A discussion on Hollywood in France has to include the cult of Jerry Lewis. Since the 1960s, he’s been called “Le Roi du Crazy” and lionized in the country, even when his fame in America lagged where, according to the French, he has been much misunderstood. Apart from his films, his directorial efforts were applauded as well – films like the 1960s The Bellboy and 1963’s The Nutty Professor. In “Cahiers du Cinema,” Jean-Luc Godard wrote, “Jerry Lewis is the only American director who makes progressive films. He is superior to Chaplin and Keaton.” He was awarded the Legion d’Honneur, the French order of merit in 2006, and his obituary was front-page news in several papers.
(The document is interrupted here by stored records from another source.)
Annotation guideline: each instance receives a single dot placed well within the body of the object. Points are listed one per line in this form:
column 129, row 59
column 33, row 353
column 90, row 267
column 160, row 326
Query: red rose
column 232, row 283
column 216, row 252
The embrace of Woody Allen by the French through the decades must also be noted. His latest, A Rainy Day in New York, which has no distribution in the US after Amazon dropped it, has opened in France to good reviews, with Le Figaro saying Allen was “in spectacular form.” The #MeToo movement has not had much traction in Europe where they generally separate art from the artist, and Javier Bardem, who worked with him in Vicky Cristina Barcelona, has publicly stood by him (“If Woody Allen called me to work with him again, I’d be there tomorrow morning. He’s a genius,” he said at the Lumiere festival in Lyon last year.) Catherine Deneuve spoke out against the movement, walking her comments back in the face of international outrage. Roman Polanski continues to reside and work in France which refuses to extradite him for allegations of sexual abuse of a minor.
Disney Studio, a production studio north of Paris, and Disneyland Paris continue to do good business. But tax breaks offered by France to international productions pale in comparison to those offered by the UK or Italy, France only offering rebates of 20% of production, capped at 4 million euros.
Plus ça change . . . 1997’s Titanic remains the highest-grossing film in France ($21 million). 1938’s Snow White is number 4 at $18 million.